M. Reza Sulaiman | inaya khoir
Rangga dan Cinta Tampil Memukau di Busan International Film Festival (Instagram)
inaya khoir

Dua dekade lebih telah berlalu sejak puisi Rangga dan binar mata Cinta kali pertama mengguncang layar sinema. Bukan hanya sekadar romansa remaja SMA, kisah mereka adalah kapsul waktu yang membungkus gejolak-gejolak indah masa SMA di era 2000-an.

Kini, Riri Riza dan Mira Lesmana kembali mengajak kita untuk menengok romansa ikonik ini melalui film Rangga dan Cinta, sebuah rebirth dari film Ada Apa dengan Cinta?. Dengan latar waktu awal tahun 2000-an dan wajah-wajah baru yang tetap membawa nostalgia, pertanyaan besarnya adalah: apa yang benar-benar berubah dari Rangga dan Cinta di dunia baru ini?

El Putra Sarira sebagai Rangga dan Leya Princy sebagai Cinta, jelas secara tegas menandai bahwa film Rangga dan Cinta bukanlah sekuel dari Ada Apa dengan Cinta?. Dengan judul baru, format baru, dan pemeran baru, film Rangga dan Cinta membawa kita bernostalgia dengan kacamata yang lebih segar dan nuansa yang lebih kaya.

Jika Ada Apa dengan Cinta? 2 tahun 2016 menjawab pertanyaan ke mana perginya Rangga dan Cinta setelah 14 tahun?, maka film Rangga dan Cinta menjawab pertanyaan bagaimana jika kita menafsirkan ulang kisah romansa yang melegenda itu?

Perubahan pertama yang jelas terasa dari film rebirth Ada Apa dengan Cinta? ini tentu saja adalah formatnya. Pada film pendahulunya, soundtrack disajikan sebagai puisi lirik yang mengiringi adegan-adegan dalam film. Pada film Rangga dan Cinta, lagu-lagu lama dengan gubahan dan aransemen baru, menjadi inti penceritaan. Rangga tetaplah misteri yang terbungkus puisi, sementara Cinta tetaplah perempuan cerdas nan populis.
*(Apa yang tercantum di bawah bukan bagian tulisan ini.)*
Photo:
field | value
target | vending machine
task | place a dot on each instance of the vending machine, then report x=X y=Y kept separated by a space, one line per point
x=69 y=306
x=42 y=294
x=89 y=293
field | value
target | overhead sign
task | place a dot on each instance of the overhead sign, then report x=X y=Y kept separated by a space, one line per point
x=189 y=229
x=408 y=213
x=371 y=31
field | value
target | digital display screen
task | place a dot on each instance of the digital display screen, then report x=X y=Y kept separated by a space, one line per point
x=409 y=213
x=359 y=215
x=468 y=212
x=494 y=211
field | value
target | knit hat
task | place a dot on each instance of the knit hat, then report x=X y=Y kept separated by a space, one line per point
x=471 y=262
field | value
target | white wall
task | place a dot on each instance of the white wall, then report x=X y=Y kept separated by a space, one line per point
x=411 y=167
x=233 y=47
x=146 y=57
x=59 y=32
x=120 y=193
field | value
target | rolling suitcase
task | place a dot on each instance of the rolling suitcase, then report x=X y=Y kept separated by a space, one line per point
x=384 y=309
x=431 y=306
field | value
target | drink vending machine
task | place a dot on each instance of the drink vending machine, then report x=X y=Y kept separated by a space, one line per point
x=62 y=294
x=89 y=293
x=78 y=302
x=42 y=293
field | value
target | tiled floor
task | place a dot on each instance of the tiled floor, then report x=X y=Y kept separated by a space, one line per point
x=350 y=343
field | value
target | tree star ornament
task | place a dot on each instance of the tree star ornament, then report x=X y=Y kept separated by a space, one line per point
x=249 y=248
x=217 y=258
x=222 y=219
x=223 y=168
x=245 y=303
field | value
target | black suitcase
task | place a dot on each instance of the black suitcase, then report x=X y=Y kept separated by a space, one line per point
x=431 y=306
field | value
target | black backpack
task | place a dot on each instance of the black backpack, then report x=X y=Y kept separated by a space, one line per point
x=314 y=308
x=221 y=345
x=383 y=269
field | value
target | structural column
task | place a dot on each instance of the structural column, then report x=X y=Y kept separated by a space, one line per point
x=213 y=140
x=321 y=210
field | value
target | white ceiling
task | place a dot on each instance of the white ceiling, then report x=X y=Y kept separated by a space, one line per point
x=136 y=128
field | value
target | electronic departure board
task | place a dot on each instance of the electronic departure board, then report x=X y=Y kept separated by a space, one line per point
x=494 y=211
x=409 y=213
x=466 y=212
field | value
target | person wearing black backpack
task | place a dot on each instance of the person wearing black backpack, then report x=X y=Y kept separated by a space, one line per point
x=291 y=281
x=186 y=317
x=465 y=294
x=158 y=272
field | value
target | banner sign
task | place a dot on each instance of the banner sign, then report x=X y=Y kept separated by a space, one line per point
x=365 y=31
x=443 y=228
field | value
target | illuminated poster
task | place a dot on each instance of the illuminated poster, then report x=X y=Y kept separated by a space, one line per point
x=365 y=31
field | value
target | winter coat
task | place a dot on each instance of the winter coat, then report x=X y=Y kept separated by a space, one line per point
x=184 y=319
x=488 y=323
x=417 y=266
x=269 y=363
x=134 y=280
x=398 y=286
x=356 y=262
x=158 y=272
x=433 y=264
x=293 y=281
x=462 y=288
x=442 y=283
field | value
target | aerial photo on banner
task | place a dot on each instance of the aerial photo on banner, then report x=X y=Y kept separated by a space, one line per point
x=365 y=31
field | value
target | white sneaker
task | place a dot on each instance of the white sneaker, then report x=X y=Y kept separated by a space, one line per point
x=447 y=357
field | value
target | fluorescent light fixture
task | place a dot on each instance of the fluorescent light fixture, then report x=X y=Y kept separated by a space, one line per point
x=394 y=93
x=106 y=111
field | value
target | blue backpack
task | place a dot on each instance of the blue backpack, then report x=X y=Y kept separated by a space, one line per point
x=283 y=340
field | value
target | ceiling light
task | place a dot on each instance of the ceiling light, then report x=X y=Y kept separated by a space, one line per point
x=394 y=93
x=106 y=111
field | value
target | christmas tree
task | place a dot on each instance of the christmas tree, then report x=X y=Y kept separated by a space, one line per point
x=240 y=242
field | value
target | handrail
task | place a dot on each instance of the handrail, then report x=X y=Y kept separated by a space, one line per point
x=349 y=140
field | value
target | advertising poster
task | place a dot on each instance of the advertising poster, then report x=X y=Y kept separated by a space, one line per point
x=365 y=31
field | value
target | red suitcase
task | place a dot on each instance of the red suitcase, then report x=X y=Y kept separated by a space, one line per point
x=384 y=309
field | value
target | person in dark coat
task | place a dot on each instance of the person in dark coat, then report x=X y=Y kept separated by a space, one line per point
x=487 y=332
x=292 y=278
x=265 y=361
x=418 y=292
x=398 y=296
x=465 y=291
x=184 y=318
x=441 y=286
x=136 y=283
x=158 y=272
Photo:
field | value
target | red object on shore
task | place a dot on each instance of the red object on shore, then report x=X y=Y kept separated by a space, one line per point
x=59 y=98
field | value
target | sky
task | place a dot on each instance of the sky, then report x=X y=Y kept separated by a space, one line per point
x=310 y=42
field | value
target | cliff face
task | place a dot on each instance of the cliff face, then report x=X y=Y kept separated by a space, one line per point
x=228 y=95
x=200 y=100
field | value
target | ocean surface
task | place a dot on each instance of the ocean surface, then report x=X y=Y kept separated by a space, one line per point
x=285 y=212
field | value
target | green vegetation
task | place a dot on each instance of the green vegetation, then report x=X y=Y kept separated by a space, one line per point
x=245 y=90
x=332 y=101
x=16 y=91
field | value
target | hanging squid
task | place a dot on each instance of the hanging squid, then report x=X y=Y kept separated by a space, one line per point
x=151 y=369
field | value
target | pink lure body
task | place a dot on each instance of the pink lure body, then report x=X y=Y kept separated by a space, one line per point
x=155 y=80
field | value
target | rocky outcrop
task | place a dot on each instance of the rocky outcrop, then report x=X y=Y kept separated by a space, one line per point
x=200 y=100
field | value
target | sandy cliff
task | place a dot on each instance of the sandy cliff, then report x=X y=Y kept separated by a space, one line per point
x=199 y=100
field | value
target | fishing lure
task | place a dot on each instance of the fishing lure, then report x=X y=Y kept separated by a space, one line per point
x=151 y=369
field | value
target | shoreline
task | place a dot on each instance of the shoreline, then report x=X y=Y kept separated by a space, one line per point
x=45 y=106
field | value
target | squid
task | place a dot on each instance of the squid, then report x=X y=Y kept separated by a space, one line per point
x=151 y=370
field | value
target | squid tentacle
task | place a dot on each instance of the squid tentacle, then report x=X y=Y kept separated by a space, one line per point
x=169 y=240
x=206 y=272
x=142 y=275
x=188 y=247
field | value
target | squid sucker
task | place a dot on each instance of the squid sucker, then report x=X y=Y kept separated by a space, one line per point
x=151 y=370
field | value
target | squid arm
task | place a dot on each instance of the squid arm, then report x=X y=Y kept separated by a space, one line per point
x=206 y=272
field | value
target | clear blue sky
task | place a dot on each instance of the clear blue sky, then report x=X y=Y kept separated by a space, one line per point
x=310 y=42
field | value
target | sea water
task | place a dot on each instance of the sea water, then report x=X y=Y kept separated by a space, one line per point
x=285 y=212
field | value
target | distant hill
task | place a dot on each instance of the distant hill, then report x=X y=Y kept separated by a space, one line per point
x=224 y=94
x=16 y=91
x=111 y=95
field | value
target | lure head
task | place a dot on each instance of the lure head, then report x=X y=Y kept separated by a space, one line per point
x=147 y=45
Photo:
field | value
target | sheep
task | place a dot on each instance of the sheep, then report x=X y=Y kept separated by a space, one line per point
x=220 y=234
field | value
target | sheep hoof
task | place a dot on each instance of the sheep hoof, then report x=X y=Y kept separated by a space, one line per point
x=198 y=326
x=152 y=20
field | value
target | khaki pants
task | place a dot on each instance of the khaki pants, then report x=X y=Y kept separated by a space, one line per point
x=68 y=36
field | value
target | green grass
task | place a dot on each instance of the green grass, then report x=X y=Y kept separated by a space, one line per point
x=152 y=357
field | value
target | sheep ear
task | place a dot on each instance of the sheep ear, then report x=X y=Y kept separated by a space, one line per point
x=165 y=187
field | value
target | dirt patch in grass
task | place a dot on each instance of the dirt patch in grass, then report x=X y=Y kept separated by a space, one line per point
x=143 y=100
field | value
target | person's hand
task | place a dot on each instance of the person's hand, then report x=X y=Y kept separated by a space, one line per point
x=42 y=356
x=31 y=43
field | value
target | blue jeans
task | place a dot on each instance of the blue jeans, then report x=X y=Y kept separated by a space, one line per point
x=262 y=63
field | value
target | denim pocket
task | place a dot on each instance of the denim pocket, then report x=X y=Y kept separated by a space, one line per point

Namun, format musikal memungkinkan keduanya untuk mengekspresikan pergolakan batin secara langsung yang menjadi pembeda jelas dengan film sebelumnya. 

Perubahan penting lainnya terletak pada detail interpretasi karakter Rangga dan Cinta serta beberapa adegan-adegan ikonik pada film sebelumnya. Perubahan di beberapa adegan ikonik ini muncul disesuaikan dengan penggambaran tokoh dan karakter Rangga yang sekarang. Hal tersebut juga memperkuat anggapan bahwa meskipun ceritanya sama, interpretasi karakter dan zamannya harus berbeda. Ini secara persis menunjukkan bahwa meskipun kisah mereka abadi, cara Rangga dan Cinta saling merajut romansa tetaplah harus relevan dengan konteks dan medium baru yang membingkainya. 

Meski film Rangga dan Cinta lahir di 2025, Mira Lesmana dan Riri Riza tetap mempertahankan latar waktu awal tahun 2000-an. Pemilihan latar waktu tersebut tentu bukan hanya sekadar upaya nostalgia, melainkan sebuah penegasan bahwa persahabatan, cinta pertama, dan pendewasaan adalah kisah yang tak lekang oleh waktu.

Pemilihan latar waktu juga dilakukan untuk mempertahan kemurnian interaksi antara Rangga dan Cinta yang terjadi melalui surat, puisi, dan tatap muka, bukan sosial media.

Rangga dan Cinta adalah sebuah kisah romansa yang telah kita semua kenal dan kita semua alami, namun ditafsirkan dalam bahasa yang baru. Hal ini bukan tentang membandingkan siapa yang lebih baik, El Putra atau Nicholas Saputra, Leya Princy atau Dian Sastro.

Film Rangga dan Cinta tidak berusaha menjadi bayangan dari film pendahulunya, tetapi menjelma sebagai cermin baru yang memantulkan ingatan kita pada masa di mana kisah Rangga dan Cinta melegenda.

Film Rangga dan Cinta adalah tentang menghormati ingatan kolektif masyarakat sembari memberi ruang bagi generasi sekarang untuk menyelami kisah romansa versi mereka sendiri. AADC terlalu kuat untuk ditandingi, sehingga satu-satunya upaya adalah menafsirkan ulang, bukan meniru. Romansa lama di dunia baru ini adalah bukti bahwa selalu ada cerita yang patut untuk selalu kita rayakan.